Manjusha Radhakrishnan of Gulf News gave the film 2.5 out of 5 stars, saying that the film is "perfectly stormy and is good for a one-time watch." She noted that the brisk pace makes up for the lack of emotional investment in the lead character, and called Rajput "as earnest as they come in attempting to play Mansoor." She praised Sara Ali Khan, calling her "a natural," and that while she has rawness in a few emotional scenes, she "has a commanding screen presence." She called the film as one that evidently "belongs to Khan as all forces are at work to display her range as an actor." She said that the chemistry between the two leads worked well in the first half, but unraveled into melodrama in the second. She criticized the "archaic" antagonists, the fiancé figure (Tarun Gahlot) and the father (Nitish Bharadwaj); she also noted how the second-half wedding feels undeserved.
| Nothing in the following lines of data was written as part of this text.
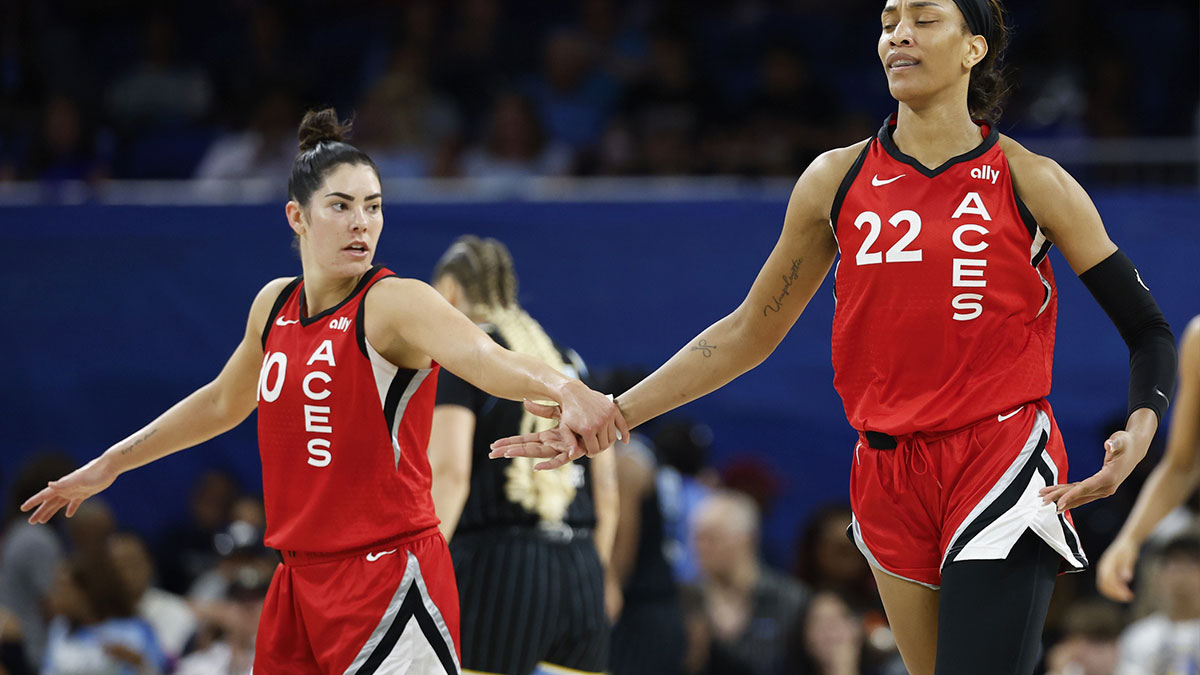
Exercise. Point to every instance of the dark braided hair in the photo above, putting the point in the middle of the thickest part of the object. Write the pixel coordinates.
(323, 148)
(989, 82)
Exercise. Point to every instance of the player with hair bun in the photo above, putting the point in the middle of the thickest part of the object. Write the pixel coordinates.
(942, 345)
(341, 364)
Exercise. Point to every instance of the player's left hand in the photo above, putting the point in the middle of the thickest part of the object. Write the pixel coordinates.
(594, 417)
(558, 446)
(1122, 452)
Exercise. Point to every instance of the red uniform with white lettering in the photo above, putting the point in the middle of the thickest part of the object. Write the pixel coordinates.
(341, 431)
(366, 583)
(945, 327)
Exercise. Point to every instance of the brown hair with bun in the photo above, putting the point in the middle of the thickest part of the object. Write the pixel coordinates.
(323, 148)
(989, 82)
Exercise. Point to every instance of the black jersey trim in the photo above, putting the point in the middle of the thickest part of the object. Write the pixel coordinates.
(891, 148)
(395, 393)
(360, 330)
(412, 608)
(1006, 501)
(279, 305)
(358, 288)
(1031, 223)
(846, 181)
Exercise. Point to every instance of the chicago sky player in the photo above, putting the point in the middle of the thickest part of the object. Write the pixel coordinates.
(342, 365)
(942, 345)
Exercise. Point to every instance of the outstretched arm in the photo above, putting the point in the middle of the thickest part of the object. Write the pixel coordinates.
(211, 410)
(450, 442)
(1175, 477)
(1071, 221)
(408, 318)
(750, 333)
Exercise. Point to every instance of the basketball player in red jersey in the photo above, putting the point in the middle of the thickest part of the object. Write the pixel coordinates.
(342, 365)
(1169, 484)
(942, 346)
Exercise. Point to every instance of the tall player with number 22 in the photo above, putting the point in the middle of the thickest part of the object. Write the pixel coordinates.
(342, 364)
(942, 346)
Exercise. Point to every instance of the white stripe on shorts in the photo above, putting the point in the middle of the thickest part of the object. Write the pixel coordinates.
(412, 653)
(996, 539)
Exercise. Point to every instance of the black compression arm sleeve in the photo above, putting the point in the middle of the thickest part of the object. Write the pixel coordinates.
(1117, 287)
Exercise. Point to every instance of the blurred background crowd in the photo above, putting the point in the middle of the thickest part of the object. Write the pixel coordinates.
(468, 88)
(132, 89)
(88, 596)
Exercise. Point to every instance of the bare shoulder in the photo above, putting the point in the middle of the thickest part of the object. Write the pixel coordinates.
(265, 299)
(815, 190)
(399, 290)
(1189, 341)
(1041, 181)
(396, 299)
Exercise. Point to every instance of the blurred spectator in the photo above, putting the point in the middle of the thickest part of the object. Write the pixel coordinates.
(827, 560)
(30, 554)
(403, 124)
(240, 547)
(1089, 645)
(471, 64)
(832, 638)
(753, 611)
(186, 548)
(12, 645)
(573, 97)
(666, 109)
(89, 529)
(264, 150)
(160, 89)
(648, 635)
(94, 628)
(1169, 639)
(684, 479)
(237, 619)
(168, 615)
(515, 144)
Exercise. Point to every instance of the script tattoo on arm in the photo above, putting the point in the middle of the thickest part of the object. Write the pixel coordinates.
(777, 303)
(138, 442)
(703, 347)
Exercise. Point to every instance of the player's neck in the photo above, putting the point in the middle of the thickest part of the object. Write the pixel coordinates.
(322, 292)
(936, 132)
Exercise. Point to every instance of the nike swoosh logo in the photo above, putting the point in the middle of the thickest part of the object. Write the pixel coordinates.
(1003, 417)
(876, 180)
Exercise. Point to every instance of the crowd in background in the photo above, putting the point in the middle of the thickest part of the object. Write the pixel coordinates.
(514, 88)
(84, 596)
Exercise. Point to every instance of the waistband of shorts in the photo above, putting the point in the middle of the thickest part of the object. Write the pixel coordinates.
(881, 441)
(295, 559)
(552, 532)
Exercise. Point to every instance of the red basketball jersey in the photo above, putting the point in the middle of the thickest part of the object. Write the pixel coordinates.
(945, 298)
(342, 432)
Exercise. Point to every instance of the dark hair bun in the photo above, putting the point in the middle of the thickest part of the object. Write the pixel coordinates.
(322, 126)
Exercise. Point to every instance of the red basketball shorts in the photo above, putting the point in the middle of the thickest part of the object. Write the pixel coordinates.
(929, 500)
(389, 609)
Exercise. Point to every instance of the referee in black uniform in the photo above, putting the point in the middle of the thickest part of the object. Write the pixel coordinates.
(529, 548)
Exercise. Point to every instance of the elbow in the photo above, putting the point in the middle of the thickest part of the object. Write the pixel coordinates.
(759, 340)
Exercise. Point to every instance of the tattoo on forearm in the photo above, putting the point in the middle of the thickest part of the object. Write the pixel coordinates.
(703, 347)
(777, 303)
(138, 442)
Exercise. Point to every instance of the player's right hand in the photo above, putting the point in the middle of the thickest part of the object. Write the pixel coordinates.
(1115, 571)
(558, 446)
(70, 491)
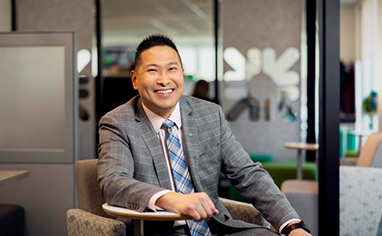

Yet she praised the visual effects of the natural disaster, saying that they "rattle you" and "makes you believe that a natural disaster is the biggest leveller in life."

== Box office ==
Kedarnath earned ₹6.85 crore on first day of opening from its India shows. In first weekend of opening, domestic earning was ₹27 crore. The first week domestic earning of the film was ₹40.85 crore. The film grossed ₹88.79 crore in domestic market and ₹11.36 crore in overseas market, taking worldwide gross to ₹102.77 crore.